There is a lot I disagree with here and if everyone on the Internet who opposes SOPA is spouting nonsense about it, their opinions will be easily dismissed. Nothing in this post explains what the mechanisms of SOPA have to do with "eliminating low cost competition." SOPA supporters are quick to point out that SOPA doesn't have anything to do with domestic content hosting sites like YouTube. This is not the problem.
The backers of SOPA want a way to go after foreign websites that violate US laws. Those websites might be legal in their respective countries. So, SOPA's answer is to prevent Americans from accessing them, and to prevent American companies from helping them raise revenue. This is really what the SOPA supports want, and they don't see what the problem is with it. If these sites were in the US, the Department of Justice would shut them down, and although the case of Dajaz1 indicates that more checks and balances are needed, that fundamental fact is not going to change.

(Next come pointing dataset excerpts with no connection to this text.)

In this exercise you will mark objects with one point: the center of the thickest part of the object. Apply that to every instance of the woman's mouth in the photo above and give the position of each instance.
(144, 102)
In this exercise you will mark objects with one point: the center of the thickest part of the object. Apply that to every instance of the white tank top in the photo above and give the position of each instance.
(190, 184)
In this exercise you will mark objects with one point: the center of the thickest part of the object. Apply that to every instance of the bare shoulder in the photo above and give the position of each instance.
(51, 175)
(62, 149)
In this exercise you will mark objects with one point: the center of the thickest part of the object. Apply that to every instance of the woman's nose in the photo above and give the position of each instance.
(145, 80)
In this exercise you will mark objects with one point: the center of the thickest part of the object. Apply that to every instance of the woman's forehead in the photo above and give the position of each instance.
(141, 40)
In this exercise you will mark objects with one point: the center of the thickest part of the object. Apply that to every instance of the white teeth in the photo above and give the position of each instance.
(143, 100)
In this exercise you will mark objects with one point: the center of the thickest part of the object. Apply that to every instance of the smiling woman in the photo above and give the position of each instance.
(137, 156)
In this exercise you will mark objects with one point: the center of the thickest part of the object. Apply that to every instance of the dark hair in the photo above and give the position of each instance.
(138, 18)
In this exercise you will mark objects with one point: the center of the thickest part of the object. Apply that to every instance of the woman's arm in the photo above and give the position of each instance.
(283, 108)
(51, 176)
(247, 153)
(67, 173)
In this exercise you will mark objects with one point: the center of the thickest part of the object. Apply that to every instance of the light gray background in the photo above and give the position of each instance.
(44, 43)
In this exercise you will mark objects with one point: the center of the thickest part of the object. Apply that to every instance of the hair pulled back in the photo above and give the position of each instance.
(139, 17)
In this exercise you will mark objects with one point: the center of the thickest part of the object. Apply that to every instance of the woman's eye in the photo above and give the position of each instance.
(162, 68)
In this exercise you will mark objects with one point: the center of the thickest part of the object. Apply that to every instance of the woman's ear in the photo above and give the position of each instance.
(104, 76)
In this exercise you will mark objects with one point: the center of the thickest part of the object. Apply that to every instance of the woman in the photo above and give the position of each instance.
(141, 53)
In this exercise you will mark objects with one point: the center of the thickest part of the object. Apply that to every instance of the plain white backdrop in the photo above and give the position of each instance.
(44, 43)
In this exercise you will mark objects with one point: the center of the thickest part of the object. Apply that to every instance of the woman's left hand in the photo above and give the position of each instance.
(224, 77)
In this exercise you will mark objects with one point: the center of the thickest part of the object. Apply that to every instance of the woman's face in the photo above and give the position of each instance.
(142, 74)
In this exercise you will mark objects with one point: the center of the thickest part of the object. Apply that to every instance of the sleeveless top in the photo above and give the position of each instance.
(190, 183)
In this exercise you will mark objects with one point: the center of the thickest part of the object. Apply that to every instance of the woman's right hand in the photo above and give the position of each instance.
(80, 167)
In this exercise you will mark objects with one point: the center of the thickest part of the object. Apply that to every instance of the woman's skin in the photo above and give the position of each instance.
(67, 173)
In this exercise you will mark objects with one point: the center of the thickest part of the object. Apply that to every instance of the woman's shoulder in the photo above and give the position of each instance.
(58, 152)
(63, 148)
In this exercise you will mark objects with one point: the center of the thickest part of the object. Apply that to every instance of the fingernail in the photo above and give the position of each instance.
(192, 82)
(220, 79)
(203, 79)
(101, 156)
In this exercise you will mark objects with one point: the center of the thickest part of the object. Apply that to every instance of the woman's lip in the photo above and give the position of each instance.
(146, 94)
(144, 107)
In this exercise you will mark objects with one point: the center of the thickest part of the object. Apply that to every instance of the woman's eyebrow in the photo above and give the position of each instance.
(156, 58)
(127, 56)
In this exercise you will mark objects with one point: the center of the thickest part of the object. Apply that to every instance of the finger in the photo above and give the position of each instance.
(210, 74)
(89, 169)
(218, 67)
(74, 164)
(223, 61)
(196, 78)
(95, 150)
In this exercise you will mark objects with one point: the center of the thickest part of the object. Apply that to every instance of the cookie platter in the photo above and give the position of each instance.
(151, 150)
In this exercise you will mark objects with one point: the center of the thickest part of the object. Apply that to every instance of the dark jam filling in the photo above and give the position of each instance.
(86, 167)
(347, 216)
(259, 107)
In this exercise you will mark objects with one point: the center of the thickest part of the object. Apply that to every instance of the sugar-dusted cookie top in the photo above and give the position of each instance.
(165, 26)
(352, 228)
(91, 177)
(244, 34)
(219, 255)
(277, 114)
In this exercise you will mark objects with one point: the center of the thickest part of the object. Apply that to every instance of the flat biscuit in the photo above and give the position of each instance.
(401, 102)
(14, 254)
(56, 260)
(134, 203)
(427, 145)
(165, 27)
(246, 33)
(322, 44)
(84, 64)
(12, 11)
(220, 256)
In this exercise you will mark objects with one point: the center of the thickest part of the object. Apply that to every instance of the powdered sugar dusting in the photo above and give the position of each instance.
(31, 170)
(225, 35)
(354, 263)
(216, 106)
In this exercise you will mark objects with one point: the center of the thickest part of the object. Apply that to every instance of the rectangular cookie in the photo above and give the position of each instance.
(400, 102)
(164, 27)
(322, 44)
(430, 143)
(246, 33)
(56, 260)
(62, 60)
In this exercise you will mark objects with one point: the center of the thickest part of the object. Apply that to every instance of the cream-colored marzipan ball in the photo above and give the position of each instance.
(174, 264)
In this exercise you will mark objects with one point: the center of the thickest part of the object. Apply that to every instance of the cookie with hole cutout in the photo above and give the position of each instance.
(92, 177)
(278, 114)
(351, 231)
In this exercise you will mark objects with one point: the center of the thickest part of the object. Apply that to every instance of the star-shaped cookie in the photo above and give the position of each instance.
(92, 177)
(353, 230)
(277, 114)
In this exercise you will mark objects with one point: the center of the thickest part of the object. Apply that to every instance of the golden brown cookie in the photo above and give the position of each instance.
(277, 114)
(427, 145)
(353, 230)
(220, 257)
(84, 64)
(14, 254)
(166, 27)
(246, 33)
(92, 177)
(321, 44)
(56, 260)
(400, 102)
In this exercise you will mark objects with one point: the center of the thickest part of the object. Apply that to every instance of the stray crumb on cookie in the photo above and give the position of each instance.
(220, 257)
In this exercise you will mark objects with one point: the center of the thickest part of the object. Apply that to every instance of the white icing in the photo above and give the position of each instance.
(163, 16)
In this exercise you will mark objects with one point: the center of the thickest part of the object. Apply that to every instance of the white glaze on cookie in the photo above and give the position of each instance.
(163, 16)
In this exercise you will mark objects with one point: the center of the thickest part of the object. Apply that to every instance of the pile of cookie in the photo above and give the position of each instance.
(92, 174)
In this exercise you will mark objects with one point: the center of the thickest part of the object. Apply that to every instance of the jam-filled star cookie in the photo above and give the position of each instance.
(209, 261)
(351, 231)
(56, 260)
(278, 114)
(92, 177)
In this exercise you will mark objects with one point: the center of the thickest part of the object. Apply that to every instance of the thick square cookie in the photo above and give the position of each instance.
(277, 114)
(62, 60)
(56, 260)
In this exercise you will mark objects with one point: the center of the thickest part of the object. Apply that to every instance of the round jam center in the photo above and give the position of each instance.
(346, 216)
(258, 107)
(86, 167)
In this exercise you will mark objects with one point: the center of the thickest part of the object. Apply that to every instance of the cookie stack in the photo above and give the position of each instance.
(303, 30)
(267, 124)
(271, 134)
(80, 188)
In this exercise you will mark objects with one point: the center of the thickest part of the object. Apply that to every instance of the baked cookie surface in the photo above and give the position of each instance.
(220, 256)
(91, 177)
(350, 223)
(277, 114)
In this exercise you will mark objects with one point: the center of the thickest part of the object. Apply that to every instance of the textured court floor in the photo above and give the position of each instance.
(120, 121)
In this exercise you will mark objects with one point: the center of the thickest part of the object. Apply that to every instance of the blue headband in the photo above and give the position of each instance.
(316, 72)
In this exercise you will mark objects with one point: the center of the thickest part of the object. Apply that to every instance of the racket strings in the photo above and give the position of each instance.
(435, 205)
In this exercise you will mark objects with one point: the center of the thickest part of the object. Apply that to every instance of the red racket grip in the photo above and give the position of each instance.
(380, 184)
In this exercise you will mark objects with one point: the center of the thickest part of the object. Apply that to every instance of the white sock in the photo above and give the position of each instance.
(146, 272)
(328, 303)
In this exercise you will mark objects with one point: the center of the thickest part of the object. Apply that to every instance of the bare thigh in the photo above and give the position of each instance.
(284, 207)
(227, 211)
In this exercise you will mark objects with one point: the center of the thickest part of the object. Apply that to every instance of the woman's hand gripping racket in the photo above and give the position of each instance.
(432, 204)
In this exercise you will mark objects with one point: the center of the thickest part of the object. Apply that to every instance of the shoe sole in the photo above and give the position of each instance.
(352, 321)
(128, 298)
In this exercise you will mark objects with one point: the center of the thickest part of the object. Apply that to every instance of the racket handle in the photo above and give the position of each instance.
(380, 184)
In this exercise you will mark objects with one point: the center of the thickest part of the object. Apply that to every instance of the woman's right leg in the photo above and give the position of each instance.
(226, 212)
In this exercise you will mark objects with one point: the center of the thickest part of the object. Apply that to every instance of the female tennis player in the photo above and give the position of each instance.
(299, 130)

Articulating the problem with this does not require elaborate conspiracy theories about the content industries, nor are those conspiracy theories likely to be persuasive to the Congressmen who will ultimately be making a decision on this thing.
There have been different drafts of SOPA with different problematic provisions but I'll focus this post on what I see as the central problem.

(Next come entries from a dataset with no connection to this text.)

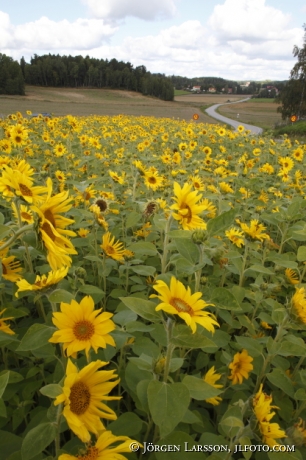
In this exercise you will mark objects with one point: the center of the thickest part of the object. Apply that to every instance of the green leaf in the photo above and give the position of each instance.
(199, 389)
(143, 308)
(183, 337)
(52, 391)
(144, 270)
(221, 223)
(260, 269)
(168, 404)
(60, 295)
(37, 439)
(280, 380)
(36, 337)
(224, 299)
(179, 446)
(143, 248)
(88, 289)
(251, 345)
(301, 254)
(3, 382)
(128, 424)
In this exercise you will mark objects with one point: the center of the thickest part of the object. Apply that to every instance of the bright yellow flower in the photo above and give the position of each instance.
(240, 367)
(235, 236)
(177, 300)
(292, 276)
(81, 327)
(187, 208)
(83, 393)
(299, 304)
(212, 377)
(102, 450)
(112, 249)
(254, 230)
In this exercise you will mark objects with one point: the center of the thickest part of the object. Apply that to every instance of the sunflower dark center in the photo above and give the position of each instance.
(102, 204)
(79, 398)
(48, 230)
(50, 217)
(181, 306)
(25, 191)
(83, 330)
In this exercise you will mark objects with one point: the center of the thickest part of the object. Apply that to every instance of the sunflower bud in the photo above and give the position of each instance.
(199, 236)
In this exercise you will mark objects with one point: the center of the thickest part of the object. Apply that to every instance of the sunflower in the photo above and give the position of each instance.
(81, 327)
(152, 179)
(5, 327)
(82, 395)
(187, 208)
(240, 367)
(11, 269)
(299, 304)
(212, 377)
(255, 230)
(52, 228)
(263, 412)
(112, 249)
(292, 276)
(235, 236)
(102, 450)
(42, 282)
(177, 300)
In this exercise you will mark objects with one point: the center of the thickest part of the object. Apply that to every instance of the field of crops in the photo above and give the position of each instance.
(152, 292)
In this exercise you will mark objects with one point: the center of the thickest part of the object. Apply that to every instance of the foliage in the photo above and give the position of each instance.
(122, 236)
(293, 95)
(11, 78)
(77, 71)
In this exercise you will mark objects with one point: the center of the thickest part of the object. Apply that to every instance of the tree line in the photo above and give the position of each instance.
(77, 71)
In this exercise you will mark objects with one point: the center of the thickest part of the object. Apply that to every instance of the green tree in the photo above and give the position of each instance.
(11, 78)
(293, 95)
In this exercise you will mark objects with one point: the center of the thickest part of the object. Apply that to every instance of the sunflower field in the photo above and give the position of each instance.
(153, 296)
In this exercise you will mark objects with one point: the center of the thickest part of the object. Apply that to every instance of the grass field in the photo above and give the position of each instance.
(258, 112)
(84, 102)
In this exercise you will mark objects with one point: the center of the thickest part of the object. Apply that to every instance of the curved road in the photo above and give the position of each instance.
(211, 111)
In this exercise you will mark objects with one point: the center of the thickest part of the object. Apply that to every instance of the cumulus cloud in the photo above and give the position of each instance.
(45, 34)
(120, 9)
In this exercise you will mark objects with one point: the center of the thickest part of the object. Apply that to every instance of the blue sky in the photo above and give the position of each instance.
(237, 39)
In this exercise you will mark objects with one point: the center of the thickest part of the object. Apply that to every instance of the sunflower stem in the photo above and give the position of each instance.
(165, 245)
(170, 348)
(25, 228)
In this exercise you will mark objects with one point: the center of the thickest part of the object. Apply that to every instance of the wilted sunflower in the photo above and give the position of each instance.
(212, 377)
(81, 327)
(52, 228)
(187, 208)
(82, 395)
(11, 269)
(5, 327)
(240, 367)
(299, 304)
(102, 450)
(177, 300)
(42, 282)
(112, 249)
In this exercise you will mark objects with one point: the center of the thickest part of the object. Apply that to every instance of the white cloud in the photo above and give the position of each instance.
(248, 20)
(45, 34)
(119, 9)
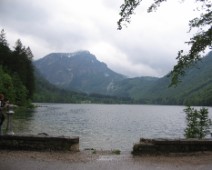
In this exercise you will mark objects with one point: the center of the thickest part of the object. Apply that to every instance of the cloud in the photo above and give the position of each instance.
(147, 47)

In order to prevent Americans from accessing these foreign sites, American ISPs are going to have to buy networking infrastructure that enables them to ban websites. This is going flush a lot of money into the development and refinement of products that provide this capability. These products will become more efficient and sophisticated, and the companies that make them to seek out new markets for them and encourage other governments to require their adoption.
Furthermore, banning American users and American revenue sources from a foreign website that US businesses view as a criminal enterprise will not be the end of these foreign websites. In order to SOPA to really work, these American companies will need to go to other major economies and ask them to adopt laws that are similar to SOPA.
Its worth mentioning that discussions and tests of internet filtering infrastructure are going on in Australia. Infrastructure already exists in the UK. It was originally targeted at child pronography but the blacklist has expanded in 2011 to include sites that violate copyright, so in reality SOPA is already in force in the UK. So you get more countries deploying systems for banning access to websites, and you get more and more money flooding into an industry that designs equipment that does this.
With the cost associated with this equipment going down, and an industry out there marketing these products, they'll find wider uses in more places. More governments will be convinced to pile on the bandwagon. It will become easier and easier to censor content on the Internet.
Just as the types of banned content have expanded in the UK, they will expand in the US - particularly as individual state governments get into the act and start requiring ISPs within their states to ban particular kinds of websites. In the United States the First Amendment will contain the scope of this somewhat, but only through regular court battles with state governments.
The technology that is developed to support SOPA will be used globally and many of the countries that use this technology will use it to suppress dissent and prevent their citizens from accessing international news sources. SOPA contains an anti-circumvention provision that will prevent Americans from developing and distributing tools that people in these countries can use to subvert the filters their governments are putting in place.
Ultimately, SOPA will be a significant step toward an Internet that is a great deal less free than the one we have today - an Internet where anything that people want to censor will be censored, everywhere in the world. An Internet that will not provide a promise of a platform for free thought and communication as it does today.
The content industries don't want this, but it is the obvious and inevitable consequence of the things that they do want. If America wants to stand for a free Internet, it must not adopt a central filtering system. The content industry and our present Secretary of State have argued otherwise, but they are wrong. The fact is that these two things are mutually exclusive.
That is why SOPA must be stopped. Its not about the ends, its about the means. And we need the supports of SOPA to understand this and back down. They are not going to listen to you if you aren't willing to understand where they are really coming from.